The average call on OPEC crude for 2014 is also substantially below the
group's actual production, which the IEA said jumped by 500,000 b/d in
February to reach 30.49 million b/d, breaking the 30 million b/d mark
for the first time in five months. IRAQI OUTPUT LEAPS
The large month-on-month increase stemmed from a surge in production
from Iraq, whose output rose to 3.62 million b/d from 3.09 million b/d
in January, the IEA said in its latest monthly oil market report.
This increase reflected upgraded infrastructure at southern Iraq oil
projects and debottlenecking at its export facilities in the Persian
Gulf and helped push the country's output to its highest level since
1979.
Basrah Light exports from the Gulf leaped by 470,000 b/d to 2.51 million
b/d last month as Iraq was able to load tankers at two offshore single
point moorings simultaneously for the first time.
As well as the additional Iraqi volumes there were also smaller
increases in February production from fellow OPEC members Saudi Arabia,
Nigeria, Angola, Algeria, the IEA said, with Saudi production rising by
90,000 b/d to 9.85 million b/d.
The higher OPEC production pushed total global oil supply to 92.87
million b/d, up 660,000 b/d from January, with the non-OPEC share of the
total rising by around 100,000 b/d.
Non-OPEC growth continued to come from North America, although the rate
of growth there was lower than the recent average as cold weather in the
US Midcontinent and Texas hampered production activity, the IEA said.
LOW STOCKS
The higher supply estimates for February may help replenish stocks,
which, the IEA said, were unusually low at the end of January in OECD
countries.
The agency said OECD oil stocks fell by 13.2 million barrels in January
to end the month at 2.551 billion barrels as the unusually cold weather
in North America ate into heating fuel inventories.

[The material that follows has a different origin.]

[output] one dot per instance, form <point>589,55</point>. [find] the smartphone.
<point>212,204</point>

The counter-seasonal fall in overall inventories left stocks some 154
million barrels below the seasonal average for this time of the year,
the biggest seasonally adjusted deficit in OECD stocks since February
2003.
The agency said the drop in inventories was even more surprising given
that, until 2014, the month of January had seen an increase in stocks in
every year since 2008.
Preliminary data for February suggest that OECD stocks remained broadly
stable last month, falling by around 100,000 barrels, as rising crude
stocks were balanced by falling refined product levels, the agency said.